Wenn ein Land binnen neun Wochen zum dritten Mal vom islamistischen Terror eigener Bürger heimgesucht wird, ist eine Debatte über die zukünftige Sicherheits- und Gesellschaftspolitik unablässig. Am besten wird sie mit kühlem Kopf geführt. Doch das ist in Großbritannien derzeit schlecht möglich, weil die Debatte mit dem Wahlendspurt zusammenfällt.

Premierministerin Theresa May ging mit schlechtem Beispiel voran. Zwar verkündete sie am Sonntag, kaum mehr als zwölf Stunden nach der Attacke auf London Bridge und Borough Market, eine kurzzeitige Unterbrechung des Wahlkampfs. Dann aber beschränkte sie sich nicht auf die Information der Bevölkerung, sondern eröffnete die politische Debatte über die Folgen des Terrors.

"Genug ist genug" – dieser Satz ist von ähnlicher Sinnentleertheit wie Mays monatelanges Mantra "Brexit bedeutet Brexit". Zum einen stufte sie damit bisherige islamistische Massenmorde herunter in die Kategorie "gerade noch erträglich". Zum anderen läuft sie Gefahr, von zukünftigen Taten gewaltbereiter Muslime widerlegt zu werden.

Inhaltlich blieb May die so wichtigen Details schuldig. Einige auf der Hand liegende Tatsachen und Handlungsanweisungen aufzuzählen und dies als "Vier-Punkte-Programm" zu verkaufen reicht eben nicht aus. Man wird den Verdacht nicht los: Es sprach die von 2010 bis 2016 amtierende Innenministerin, die von eigenen Versäumnissen in der Terrorbekämpfung ablenken will.

So hat die Koalitionsregierung 2011 die Kontrolle terror-affiner Muslime, die bisher keiner Straftat überführt werden konnten, aus Bürgerrechtsgründen entschärft. Die Zahl der zum Schusswaffengebrauch ausgebildeten Polizisten sank von 6976 im März 2010 auf 5639. Gekürzt wurde auch bei Streifenbeamten, deren Verbindung zur Bevölkerung oft wertvolle Hinweise bringt. Immerhin hat May recht mit dem Satz, es gebe auf der Insel "viel zu viel Toleranz gegenüber Extremismus". Apologeten des radikalen Islam jammern über Islamophobie und fordern Respekt. Zugleich dulden sie in eigenen Reihen Frauenverachtung, Antisemitismus und Abgrenzung von westlichen Werten.

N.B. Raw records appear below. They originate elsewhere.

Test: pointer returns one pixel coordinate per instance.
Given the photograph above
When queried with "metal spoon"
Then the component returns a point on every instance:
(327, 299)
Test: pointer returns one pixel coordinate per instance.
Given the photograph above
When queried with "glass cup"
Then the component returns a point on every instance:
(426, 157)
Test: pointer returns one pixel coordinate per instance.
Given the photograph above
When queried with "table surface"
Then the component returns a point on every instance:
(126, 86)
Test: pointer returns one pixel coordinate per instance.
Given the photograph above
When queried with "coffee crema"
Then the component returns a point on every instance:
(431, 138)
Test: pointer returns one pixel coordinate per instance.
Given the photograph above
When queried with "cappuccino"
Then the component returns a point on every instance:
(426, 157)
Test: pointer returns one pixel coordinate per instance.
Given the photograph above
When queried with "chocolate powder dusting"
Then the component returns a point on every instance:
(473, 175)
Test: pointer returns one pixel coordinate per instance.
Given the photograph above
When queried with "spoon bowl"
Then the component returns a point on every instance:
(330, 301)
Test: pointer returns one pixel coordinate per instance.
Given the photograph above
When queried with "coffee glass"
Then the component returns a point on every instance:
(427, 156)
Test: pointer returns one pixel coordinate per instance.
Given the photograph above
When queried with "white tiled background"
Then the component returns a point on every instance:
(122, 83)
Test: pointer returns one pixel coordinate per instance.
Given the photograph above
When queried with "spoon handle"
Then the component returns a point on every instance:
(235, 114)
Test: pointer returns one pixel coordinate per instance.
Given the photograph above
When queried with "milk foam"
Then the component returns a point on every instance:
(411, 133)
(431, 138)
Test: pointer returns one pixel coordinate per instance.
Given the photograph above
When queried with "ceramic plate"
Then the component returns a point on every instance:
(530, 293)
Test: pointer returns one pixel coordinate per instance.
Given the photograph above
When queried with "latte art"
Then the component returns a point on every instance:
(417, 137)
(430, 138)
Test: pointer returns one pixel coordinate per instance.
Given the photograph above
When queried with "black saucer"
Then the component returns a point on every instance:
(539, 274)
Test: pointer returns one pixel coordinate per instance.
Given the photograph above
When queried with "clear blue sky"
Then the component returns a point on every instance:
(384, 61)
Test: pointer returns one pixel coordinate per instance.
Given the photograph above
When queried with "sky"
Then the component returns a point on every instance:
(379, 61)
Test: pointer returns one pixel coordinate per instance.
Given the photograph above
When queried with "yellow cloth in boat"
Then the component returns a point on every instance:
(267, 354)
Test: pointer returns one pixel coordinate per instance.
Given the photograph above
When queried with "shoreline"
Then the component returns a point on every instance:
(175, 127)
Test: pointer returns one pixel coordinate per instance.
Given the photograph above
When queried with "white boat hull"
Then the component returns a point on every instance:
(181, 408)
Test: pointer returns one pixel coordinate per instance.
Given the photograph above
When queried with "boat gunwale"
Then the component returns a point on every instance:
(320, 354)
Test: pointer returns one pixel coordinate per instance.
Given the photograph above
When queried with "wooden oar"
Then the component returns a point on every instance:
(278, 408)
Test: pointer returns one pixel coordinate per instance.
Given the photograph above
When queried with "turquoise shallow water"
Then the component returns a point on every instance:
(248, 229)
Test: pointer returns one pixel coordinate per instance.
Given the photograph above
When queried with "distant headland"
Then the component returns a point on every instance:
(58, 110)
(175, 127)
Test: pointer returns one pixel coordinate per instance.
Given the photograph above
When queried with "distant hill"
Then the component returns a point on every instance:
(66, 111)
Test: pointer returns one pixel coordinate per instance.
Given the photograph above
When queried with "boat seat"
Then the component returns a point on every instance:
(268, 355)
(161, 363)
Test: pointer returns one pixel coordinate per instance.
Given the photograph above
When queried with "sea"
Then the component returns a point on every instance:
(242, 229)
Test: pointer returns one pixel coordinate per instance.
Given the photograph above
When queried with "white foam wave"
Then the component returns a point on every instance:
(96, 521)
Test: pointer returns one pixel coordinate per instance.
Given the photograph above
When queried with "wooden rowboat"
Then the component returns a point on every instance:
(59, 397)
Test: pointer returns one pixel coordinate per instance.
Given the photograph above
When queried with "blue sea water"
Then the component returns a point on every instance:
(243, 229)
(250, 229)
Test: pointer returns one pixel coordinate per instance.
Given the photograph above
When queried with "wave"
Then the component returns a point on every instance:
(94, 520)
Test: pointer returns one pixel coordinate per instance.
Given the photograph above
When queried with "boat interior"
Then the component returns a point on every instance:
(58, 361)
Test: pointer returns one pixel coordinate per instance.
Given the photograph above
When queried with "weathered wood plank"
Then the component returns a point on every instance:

Oppositionschef Jeremy Corbyn gehört selbst zu jenen, die dem Extremismus unterschiedlicher Couleur – früher irisch, heute islamistisch – zu viel Verständnis entgegenbringen. Recht hat er aber mit der Aussage, eines der "unangenehmen Gespräche" müsse May mit dem Verbündeten Saudi-Arabien führen. Die Saudis kaufen nicht nur um Milliarden britische Waffen, sondern finanzieren auch die fanatische Abart des Islam mit, die Jihadisten gebiert.

Am Ende der Debatte, hofft May, sollten die Menschen nicht länger in Ghettos nebeneinander herleben, sondern ein "vereinigtes Königreich" bilden. Das ist ebenso wünschenswert wie unrealistisch. Das Ziel muss sein: Behörden und die große Mehrheit gut integrierter Muslime sorgen dafür, dass Fanatisierte nicht mehr ihre Landsleute in die Luft sprengen oder mit Schlachtermessern angreifen. (Sebastian Borger, 5.6.2017)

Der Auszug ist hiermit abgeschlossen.